Treonis’ applied learning approach extends to her own research interests, which surround the study of microscopic organisms that live in the soil, how they interact with plants, and what determines the organisms that are present in specific environments.

“I’ve worked in a lot of different habitats, ranging from my Ph.D. work in the Antarctic Dry Valleys, all the way to Scotland in grassland ecosystems where I did my post-doctoral work,” she says. “Recently I have been studying soil communities in extreme environments within the United States. I have an ongoing research program in Death Valley National Park, which is a part of the Mojave Desert.”

Part of Treonis’ teaching style is to bring her own research back to the classroom. She frequently involves her students in every step of the research and grant-writing process, from developing the investigation question, to requesting funding, to testing the hypothesis, to evaluating the data collected.

“I think that the undergraduate research experience is a core part of my teaching, but it’s also part of my research,” she says. “It’s a very seamless blend between the two activities.”

Treonis also believes in the value of hands-on learning abroad. She regretted not taking advantage of study abroad opportunities as an undergraduate student and has since made an effort to take advantage of any chance to gain a global point of view. Most recently, Treonis traveled to Kyrgyzstan, Kazakhstan, and Russia as part of the University’s Faculty Seminar Abroad program.

The trip was also a chance for Treonis to build relationships with fellow faculty members in other disciplines at the University and explore global issues from a holistic perspective.

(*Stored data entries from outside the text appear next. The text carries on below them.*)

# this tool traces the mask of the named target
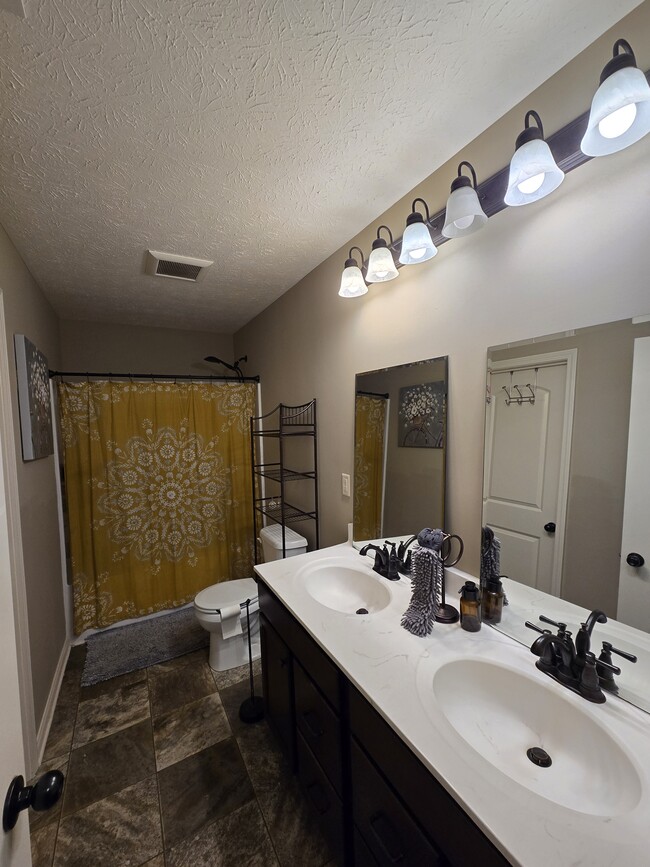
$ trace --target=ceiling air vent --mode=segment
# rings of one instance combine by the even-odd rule
[[[153,277],[171,277],[173,280],[189,280],[196,283],[212,262],[208,259],[194,259],[192,256],[177,256],[175,253],[147,251],[146,272]]]

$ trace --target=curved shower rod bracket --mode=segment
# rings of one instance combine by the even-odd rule
[[[247,355],[242,355],[241,358],[238,358],[233,364],[228,364],[227,361],[223,361],[221,358],[217,358],[216,355],[206,355],[203,359],[204,361],[209,361],[211,364],[222,364],[224,367],[227,367],[228,370],[233,370],[238,378],[243,382],[244,380],[244,372],[239,366],[240,362],[248,361]]]

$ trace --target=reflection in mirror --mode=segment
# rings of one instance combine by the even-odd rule
[[[487,366],[501,573],[650,631],[650,317],[492,347]]]
[[[356,376],[355,542],[444,527],[447,358]]]

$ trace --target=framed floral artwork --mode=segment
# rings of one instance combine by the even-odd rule
[[[54,452],[50,368],[47,358],[24,334],[14,334],[14,349],[23,460],[36,461]]]
[[[445,383],[425,382],[399,390],[399,445],[442,449],[445,445]]]

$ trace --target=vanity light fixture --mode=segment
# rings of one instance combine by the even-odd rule
[[[377,237],[372,242],[372,252],[368,259],[368,272],[366,280],[368,283],[386,283],[388,280],[394,280],[399,275],[393,260],[393,254],[388,249],[388,244],[379,234],[382,229],[386,229],[390,235],[391,247],[393,245],[393,233],[388,226],[380,226],[377,229]]]
[[[535,126],[530,125],[531,118]],[[517,136],[515,153],[510,161],[506,205],[527,205],[537,202],[556,190],[564,180],[564,172],[553,158],[544,141],[544,128],[536,111],[527,111],[525,126]]]
[[[350,247],[341,275],[341,288],[339,289],[341,298],[358,298],[359,295],[365,295],[368,291],[361,268],[357,265],[357,260],[352,257],[353,250],[359,250],[361,264],[363,264],[363,251],[359,247]]]
[[[584,165],[592,156],[615,153],[650,132],[650,70],[643,72],[637,68],[634,53],[625,39],[615,42],[613,57],[603,69],[600,81],[591,112],[585,111],[569,121],[552,133],[548,141],[544,139],[539,115],[528,111],[525,129],[517,137],[512,160],[480,184],[476,182],[471,164],[461,162],[446,209],[429,216],[426,202],[415,199],[403,237],[397,241],[387,226],[380,226],[368,262],[357,266],[354,259],[346,261],[347,273],[341,280],[339,295],[352,298],[365,294],[364,274],[368,283],[394,280],[402,265],[426,262],[436,255],[441,244],[477,231],[485,225],[488,217],[509,205],[526,205],[544,198],[559,187],[565,172]],[[463,167],[469,169],[472,183],[462,174]],[[476,213],[470,209],[461,211],[460,202],[464,197],[467,200],[476,197]],[[425,207],[426,221],[415,210],[417,202]],[[389,233],[390,245],[380,237],[381,229]],[[420,233],[422,239],[419,243],[416,233]],[[358,247],[352,249],[358,250]],[[396,267],[392,254],[398,249],[400,255]],[[356,270],[348,271],[348,266]]]
[[[424,205],[427,212],[427,223],[431,219],[429,206],[424,199],[413,199],[411,213],[406,218],[406,229],[404,229],[402,249],[399,254],[402,265],[418,265],[420,262],[433,259],[438,252],[438,248],[431,238],[429,227],[424,222],[424,217],[415,208],[418,202],[422,202]]]
[[[614,43],[600,73],[580,149],[590,157],[614,154],[650,132],[650,86],[625,39]]]
[[[471,180],[462,173],[463,166],[472,173]],[[451,193],[447,199],[445,225],[442,229],[445,238],[462,238],[471,235],[487,223],[487,214],[478,200],[476,187],[474,166],[467,160],[463,160],[458,166],[458,177],[451,182]]]

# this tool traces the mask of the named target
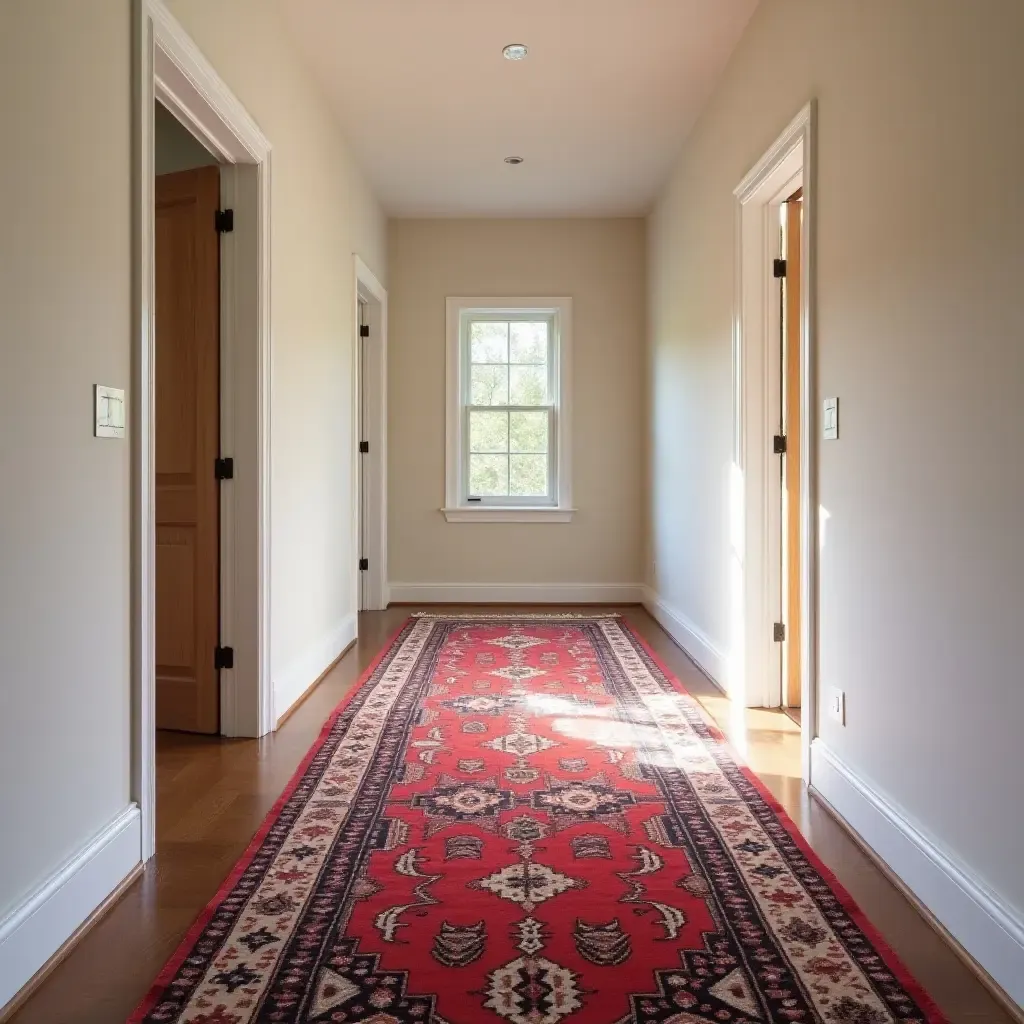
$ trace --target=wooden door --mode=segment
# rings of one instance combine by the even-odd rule
[[[220,172],[156,179],[156,724],[216,733]]]
[[[800,707],[800,448],[802,431],[800,423],[800,339],[802,320],[800,315],[801,280],[801,224],[803,221],[802,193],[796,192],[786,203],[786,278],[784,314],[784,375],[783,415],[786,434],[786,461],[783,486],[785,489],[785,564],[786,576],[786,658],[785,685],[786,704],[791,708]]]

“When I do research, I’m kind of in a box and it makes it seem like that’s all I’m going to do for the rest of my career,” she says. “But I’m also an intellectual person. I like to learn new things and sometimes I forget that because it’s easier to stick with what you know. To get outside of your comfort zone and be challenged to learn something new is really important — that’s what our students are doing every single day.”

Treonis’ enthusiasm for travel reaches her students as well. She encourages all of her advisees to take advantage of the University’s programs and helps them accommodate study abroad experiences in their academic schedule.

“Some students think that everything has to happen in this linear, ordered fashion and there’s no room for study abroad, and it’s just not true,” she says. “It’s important enough that they can make a diversion or alter things a little bit.”